As before, we must load the base model in its original quantized configuration and then load the PEFT adapter on top of it. This ensures the model architecture is identical before we attempt to merge the weights.


In [None]:
import torch
from transformers import AutoTokenizer, AutoModelForCausalLM, BitsAndBytesConfig
from peft import PeftModel
import os

# --- Base Model and Tokenizer Loading ---
model_id = "meta-llama/Llama-2-7b-chat-hf"

quantization_config = BitsAndBytesConfig(
    load_in_4bit=True,
    bnb_4bit_quant_type="nf4",
    bnb_4bit_compute_dtype=torch.bfloat16
)

base_model = AutoModelForCausalLM.from_pretrained(
    model_id,
    quantization_config=quantization_config,
    device_map="auto"
)

tokenizer = AutoTokenizer.from_pretrained(model_id, use_fast=True)
tokenizer.pad_token = tokenizer.eos_token

# --- Load PEFT Adapter ---
output_dir = "./lora-llama2-7b-guanaco"
latest_checkpoint = max(
    [os.path.join(output_dir, d) for d in os.listdir(output_dir) if d.startswith("checkpoint-")],
    key=os.path.getmtime
)

peft_model = PeftModel.from_pretrained(base_model, latest_checkpoint)

print("✅ Model and adapter loaded successfully!")


### Step 2: Merge the Adapter into the Base Model

This is the key step for deployment. Merging the adapter simplifies the inference process, as you no longer need to manage a separate set of adapter weights.

#### Key Hugging Face `peft` Component:

-   `peft_model.merge_and_unload()`: This powerful method performs two actions:
    1.  **Merge**: It calculates the final weight update (approximated by `B * A` in LoRA) and adds it directly to the weights of the original `target_modules` in the base model.
    2.  **Unload**: It removes the LoRA adapter layers from the model.

The result is a standard `transformers` model (e.g., `LlamaForCausalLM`) that has the fine-tuning "baked in."

**Note:** Merging adapters into a quantized model (`bitsandbytes`) is a recent feature. While it works for inference, saving and reloading a merged quantized model can sometimes be tricky depending on library versions. The standard, most reliable workflow is with non-quantized models. We demonstrate the general process here.


In [None]:
# Merge the LoRA adapter into the base model
print("🚀 Merging adapter...")
merged_model = peft_model.merge_and_unload()
print("✅ Adapter merged!")

# The model is now a standard transformers model
print(f"\nType of merged model: {type(merged_model)}")

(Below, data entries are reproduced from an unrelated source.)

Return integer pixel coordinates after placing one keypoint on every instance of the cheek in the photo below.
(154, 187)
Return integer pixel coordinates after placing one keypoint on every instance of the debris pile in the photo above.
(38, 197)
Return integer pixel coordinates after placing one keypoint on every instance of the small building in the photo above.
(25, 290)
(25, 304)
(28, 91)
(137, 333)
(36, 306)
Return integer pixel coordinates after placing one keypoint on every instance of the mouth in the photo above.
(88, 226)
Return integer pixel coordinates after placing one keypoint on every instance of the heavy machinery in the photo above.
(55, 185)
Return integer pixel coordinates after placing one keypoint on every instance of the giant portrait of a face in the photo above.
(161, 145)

### Step 3: Save the Merged Model for Deployment

Now that we have a single, merged model, we can save it to a directory using the standard Hugging Face method.

#### Key Hugging Face `transformers` Components:

-   `model.save_pretrained(directory)`: Saves the model's weights and configuration file (`config.json`) to the specified directory.
-   `tokenizer.save_pretrained(directory)`: Saves the tokenizer's vocabulary and configuration files.

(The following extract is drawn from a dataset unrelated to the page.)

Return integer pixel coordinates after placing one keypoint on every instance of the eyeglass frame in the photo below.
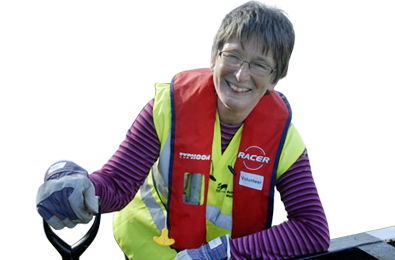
(249, 64)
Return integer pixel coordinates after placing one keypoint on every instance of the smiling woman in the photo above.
(196, 174)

The resulting directory contains a complete, self-contained model that can be easily shared or loaded elsewhere using `AutoModelForCausalLM.from_pretrained(directory)`.


In [None]:
# Define the directory to save the merged model
save_directory = "./llama2-7b-guanaco-merged"

# Save the merged model and tokenizer
print(f"💾 Saving merged model to: {save_directory}")
merged_model.save_pretrained(save_directory)
tokenizer.save_pretrained(save_directory)
print("✅ Merged model saved successfully!")

# You can now load this model directly like any other Hugging Face model
# from transformers import AutoModelForCausalLM
# loaded_model = AutoModelForCausalLM.from_pretrained(save_directory)